Melis Zararsız: Evet, işte o bence mesela tam bir uzun metraj film gibi...
Tunç Şahin: Evet, 24 dakika falan zaten aslında, ben kısa filmleri “stepping stone” olarak da görmüyorum bu arada, kendi dinamiğine inanıyorum. 10 dakikada bir şey anlatma zorunluluğu güzel bir deneyim. Bu öğreti Karışık Kaset’te de işime yaradı mesela çünkü Karışık Kaset’te de hikaye dönem olarak üç bölüme ayrılıyor diyebiliriz. 90’lar, 2000’ler ve 2010’lar, yani içiçe üç film gibi aslında. 30’ar dakika içinde başlayıp bitmesi gereken kısa hikayeler… Kısa film disiplini işe yaradı.

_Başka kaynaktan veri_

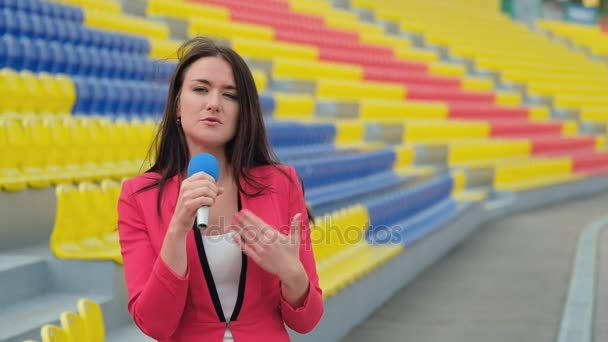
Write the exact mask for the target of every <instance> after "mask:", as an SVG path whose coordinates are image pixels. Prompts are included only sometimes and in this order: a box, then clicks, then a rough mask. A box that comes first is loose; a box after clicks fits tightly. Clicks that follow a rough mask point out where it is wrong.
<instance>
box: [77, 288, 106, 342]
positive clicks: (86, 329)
mask: <svg viewBox="0 0 608 342" xmlns="http://www.w3.org/2000/svg"><path fill="white" fill-rule="evenodd" d="M78 313H79V314H80V316H81V317H82V318H83V320H84V325H85V329H86V332H87V336H88V337H89V341H90V342H104V341H105V326H104V319H103V313H102V310H101V306H100V305H99V304H97V303H96V302H95V301H93V300H91V299H88V298H81V299H79V300H78Z"/></svg>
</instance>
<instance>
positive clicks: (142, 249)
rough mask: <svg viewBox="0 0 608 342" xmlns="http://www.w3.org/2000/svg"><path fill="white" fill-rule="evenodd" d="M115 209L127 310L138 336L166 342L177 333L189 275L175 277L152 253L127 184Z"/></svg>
mask: <svg viewBox="0 0 608 342" xmlns="http://www.w3.org/2000/svg"><path fill="white" fill-rule="evenodd" d="M117 206H118V207H117V209H118V232H119V237H120V247H121V253H122V257H123V266H124V273H125V280H126V286H127V296H128V306H127V308H128V310H129V312H130V313H131V315H132V317H133V320H134V322H135V324H136V325H137V326H138V327H139V328H140V329H141V331H142V332H144V333H145V334H146V335H148V336H150V337H152V338H154V339H157V340H165V339H168V338H169V337H171V335H173V333H174V332H175V330H176V329H177V326H178V324H179V321H180V319H181V316H182V313H183V310H184V307H185V303H186V296H187V292H188V277H189V271H187V272H186V274H185V276H183V277H180V276H178V275H177V274H176V273H175V272H173V271H172V270H171V269H170V268H169V267H168V266H167V265H166V264H165V262H164V261H163V260H162V258H161V257H160V256H159V255H158V254H157V253H156V252H155V251H154V249H153V247H152V244H151V241H150V235H149V233H148V229H147V227H146V225H145V223H144V217H143V211H142V210H141V207H140V205H139V204H138V202H137V201H136V198H135V196H134V195H133V189H132V184H131V183H130V182H128V181H127V182H125V183H124V185H123V188H122V190H121V194H120V196H119V199H118V204H117ZM152 211H153V212H155V211H154V210H152Z"/></svg>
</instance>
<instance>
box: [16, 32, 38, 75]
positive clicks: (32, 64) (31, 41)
mask: <svg viewBox="0 0 608 342" xmlns="http://www.w3.org/2000/svg"><path fill="white" fill-rule="evenodd" d="M19 45H21V49H22V51H23V55H22V58H23V65H22V69H23V70H35V69H36V67H37V66H38V55H37V54H36V48H35V45H34V43H33V41H32V40H30V39H28V38H19Z"/></svg>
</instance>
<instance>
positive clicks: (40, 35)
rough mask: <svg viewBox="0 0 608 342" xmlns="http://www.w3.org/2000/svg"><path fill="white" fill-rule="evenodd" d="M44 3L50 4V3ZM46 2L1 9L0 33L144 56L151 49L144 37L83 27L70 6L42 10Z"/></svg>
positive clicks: (21, 36)
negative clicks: (91, 47)
mask: <svg viewBox="0 0 608 342" xmlns="http://www.w3.org/2000/svg"><path fill="white" fill-rule="evenodd" d="M41 4H42V3H41ZM47 5H49V6H50V5H51V4H47ZM47 5H40V6H42V7H36V8H37V11H36V12H28V11H23V10H16V9H15V8H14V7H4V8H2V9H1V11H0V35H2V34H11V35H14V36H20V37H23V36H25V37H30V38H42V39H44V40H50V41H58V42H69V43H72V44H77V45H81V44H82V45H87V46H92V47H96V48H107V49H111V50H119V51H122V52H129V53H133V54H139V55H146V56H147V54H148V52H149V50H150V44H149V42H148V40H147V39H145V38H142V37H137V36H132V35H128V34H120V33H115V32H107V31H100V30H95V29H91V28H88V27H84V26H83V25H82V24H81V21H82V20H80V19H81V18H80V16H82V13H81V11H80V10H78V9H75V8H73V7H69V6H67V7H66V8H69V9H67V10H66V9H62V7H61V6H60V7H58V8H59V9H55V8H57V7H56V6H50V7H48V8H49V10H48V11H46V12H43V10H42V8H45V6H47ZM53 5H56V4H53ZM35 6H38V5H35ZM51 8H54V9H53V10H52V11H56V12H57V13H56V14H55V16H51V15H50V14H49V13H47V12H49V11H51ZM57 16H59V17H57ZM61 16H67V17H70V18H74V17H78V18H80V19H79V20H65V19H62V17H61Z"/></svg>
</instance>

Uygar günümüzde geçen, “urban” bir aşk hikayesi yazmak istiyordu, "bunu filmleştirsek sen yazar mısın?" diyince buralara geldik. Çünkü kitap yazılırken bir senaryo taslağı olarak da çalışmıştı zaten Uygar. 'Bu film olur' diyorduk hep ama biz yaparız meselesi sonradan oluştu.